- Birth name: Simon Fischer
- Born: September 1956 (age 68–69) Sydney, Australia
- Origin: Australia
- Genres: Classical
- Occupation(s): Pedagogue, Violinist, Writer, Artist, Soloist
- Instrument(s): Violin, Viola
- Years active: present
- Labels: Biddulph Recordings, Edition Peters
- Website: www.simonfischeronline.com

= Simon Fischer (musician) =

Simon Fischer (born September, 1956) is a contemporary violinist and pedagogue. Born in Sydney, Australia, son of Raymond Fischer whom he has been accompanied by in some of his recitals.

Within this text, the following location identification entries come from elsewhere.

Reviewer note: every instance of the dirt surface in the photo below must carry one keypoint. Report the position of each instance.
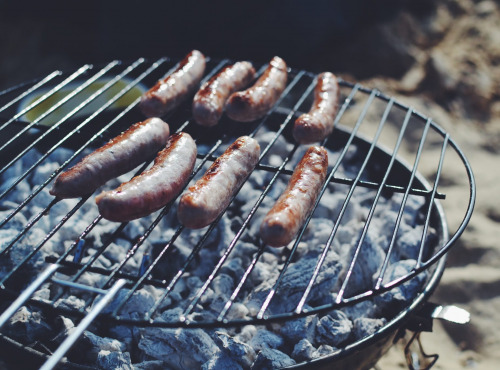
(455, 79)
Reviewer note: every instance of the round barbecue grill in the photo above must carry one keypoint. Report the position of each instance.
(50, 123)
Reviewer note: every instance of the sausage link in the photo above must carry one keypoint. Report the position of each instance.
(155, 187)
(288, 214)
(209, 196)
(118, 156)
(171, 91)
(255, 102)
(209, 101)
(317, 124)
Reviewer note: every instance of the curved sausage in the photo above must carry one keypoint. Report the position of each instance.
(317, 124)
(288, 214)
(209, 101)
(209, 196)
(155, 187)
(118, 156)
(255, 102)
(171, 91)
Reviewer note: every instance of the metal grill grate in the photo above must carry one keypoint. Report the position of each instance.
(80, 130)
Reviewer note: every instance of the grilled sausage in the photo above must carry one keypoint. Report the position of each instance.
(171, 91)
(209, 196)
(255, 102)
(118, 156)
(287, 216)
(209, 101)
(155, 187)
(317, 124)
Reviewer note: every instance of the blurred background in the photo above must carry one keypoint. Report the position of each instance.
(37, 37)
(440, 56)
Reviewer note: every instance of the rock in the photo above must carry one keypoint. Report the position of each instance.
(240, 352)
(303, 351)
(266, 339)
(27, 326)
(333, 329)
(114, 360)
(364, 327)
(221, 361)
(302, 328)
(269, 358)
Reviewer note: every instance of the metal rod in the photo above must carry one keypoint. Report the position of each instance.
(26, 294)
(31, 89)
(87, 320)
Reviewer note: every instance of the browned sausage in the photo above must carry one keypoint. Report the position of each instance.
(209, 196)
(255, 102)
(118, 156)
(171, 91)
(209, 101)
(317, 124)
(287, 216)
(155, 187)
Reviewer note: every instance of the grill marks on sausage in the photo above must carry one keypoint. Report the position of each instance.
(155, 187)
(255, 102)
(118, 156)
(283, 221)
(171, 91)
(203, 202)
(317, 124)
(209, 101)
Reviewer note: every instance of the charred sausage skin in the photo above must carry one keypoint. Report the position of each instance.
(202, 203)
(209, 101)
(287, 216)
(155, 187)
(170, 92)
(255, 102)
(118, 156)
(317, 124)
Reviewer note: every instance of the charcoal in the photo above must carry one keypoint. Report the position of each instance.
(237, 311)
(150, 365)
(398, 297)
(240, 352)
(114, 360)
(333, 329)
(295, 281)
(298, 329)
(177, 347)
(270, 358)
(323, 350)
(223, 284)
(221, 361)
(246, 334)
(303, 351)
(366, 326)
(266, 339)
(6, 237)
(27, 326)
(102, 343)
(64, 326)
(71, 302)
(139, 302)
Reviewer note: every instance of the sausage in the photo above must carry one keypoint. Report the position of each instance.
(317, 124)
(210, 100)
(118, 156)
(255, 102)
(171, 91)
(288, 214)
(209, 196)
(155, 187)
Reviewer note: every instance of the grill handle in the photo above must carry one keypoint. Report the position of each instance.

Started to learn at age of 7, then at age of 11 he studied shortly at the Junior Guildhall with Christopher Polyblank and Clive Lander At age 13 he studied privately first with Homi Kanger, then with Eli Goren, then Perry Hart, then Sydney Fixman. Then at the Senior Guildhall by Yfrah Neaman and as a postgraduate in New York with Dorothy DeLay, first through Sarah Lawrence College and then through the Juilliard School. After finishing formal studies he had lessons from Zakhar Bron, Herman Krebbers, Igor Ozim, Frederick Grinke, Sándor Végh, Emanuel Hurwitz, Bela Dekany and Erich Gruenberg.

== Teaching ==
He is currently professor at the Guildhall School of Music & Drama, giving regular masterclasses at the Royal Conservatoire of Scotland and former professor at The Yehudi Menuhin School.